Il folle arresto della preside di Imperia in un paese con la bava alla bocca

Ermes Antonucci

La donna, accusata di peculato per aver utilizzato l'auto della scuola a fini personali, è stata fermata mentre rientrava dalla Francia. Ma era proprio necessario metterla in carcere?

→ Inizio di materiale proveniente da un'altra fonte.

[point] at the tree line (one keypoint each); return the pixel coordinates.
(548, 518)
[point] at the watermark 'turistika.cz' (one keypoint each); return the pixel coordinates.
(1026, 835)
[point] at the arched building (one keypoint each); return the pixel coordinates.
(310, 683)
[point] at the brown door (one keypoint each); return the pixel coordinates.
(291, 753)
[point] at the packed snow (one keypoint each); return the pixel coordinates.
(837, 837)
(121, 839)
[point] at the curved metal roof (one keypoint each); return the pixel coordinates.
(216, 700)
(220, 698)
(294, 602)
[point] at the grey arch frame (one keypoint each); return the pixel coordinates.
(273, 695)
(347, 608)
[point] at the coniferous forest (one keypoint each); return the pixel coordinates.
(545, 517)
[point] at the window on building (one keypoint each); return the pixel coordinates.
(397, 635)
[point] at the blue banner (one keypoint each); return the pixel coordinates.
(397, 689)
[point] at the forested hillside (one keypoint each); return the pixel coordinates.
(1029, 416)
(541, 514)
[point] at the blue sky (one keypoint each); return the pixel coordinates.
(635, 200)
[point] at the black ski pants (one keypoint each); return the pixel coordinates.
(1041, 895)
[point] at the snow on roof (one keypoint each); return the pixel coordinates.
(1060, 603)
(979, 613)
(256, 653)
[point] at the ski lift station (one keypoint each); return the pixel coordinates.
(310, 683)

La preside di una scuola di Imperia si trova in carcere da sabato con l’accusa di aver usato per motivi personali l’auto di servizio della scuola che dirige. Una detenzione cautelare abnorme rispetto al reato contestato, dovuta all’esercizio di una discrezionalità assoluta da parte della magistratura.

 

La donna è stata arrestata sabato scorso in flagranza di reato (l’accusa è di peculato) mentre rientrava dalla Francia con l’auto di servizio, con a bordo anche i suoi familiari, e poi è stata trasferita nel carcere di Pontedecimo a Genova. Secondo la procura di Imperia, l’inchiesta avrebbe consentito di “acclarare l’abitualità della condotta, facendo emergere il pieno uso per finalità private di un bene di cui la preside aveva la disponibilità”, ma “per i soli fini connessi al suo ruolo”. La preside si sarebbe difesa sostenendo di aver preso l’auto in quanto la sua era inutilizzabile a causa di un incidente.

 

L’indagine farà il suo corso ma ciò che sta facendo discutere è la misura cautelare del carcere decisa dalla procura per una condotta di così poco conto. Non si è né di fronte a un fatto di sangue, né a una grave opera di corruzione. Semplicemente, un’auto di servizio sarebbe stata utilizzata per fini privati. Basta questo per sbattere in carcere una persona?

 

A confermare che le esigenze cautelari in carcere non fossero poi così reali è stato proprio il procuratore aggiunto di Imperia, Grazia Pradella, che oggi ha chiesto la sostituzione del carcere con gli arresti domiciliari. Domani, durante l’udienza di convalida, il gip si pronuncerà sulla richiesta che, a meno di sorprese, dovrebbe essere accolta. Se così fosse, comunque, la donna avrebbe trascorso quattro giorni in carcere inutilmente.

  

Secondo alcune ricostruzioni giornalistiche, la detenzione in carcere sarebbe stata inevitabile in virtù dell’arresto in flagranza di reato, ma non è così. Un articolo del codice di procedura penale (il 386), ignorato da tutti, prevede infatti che in caso di arresto in flagranza il pubblico ministero possa “disporre che l’arrestato o il fermato sia custodito in uno dei luoghi indicati nel comma 1 dell'articolo 284", cioè ai domiciliari, in attesa dell’udienza di convalida. In altre parole, il pm avrebbe potuto tranquillamente disporre la detenzione domiciliare alla donna subito dopo che i poliziotti l’avevano portata in carcere, tanto più se ora si mostra favorevole alla concessione dei domiciliari in sede di convalida. Ma non lo ha fatto. Il risultato è che una donna è finita dietro le sbarre per aver usato un’auto  di servizio.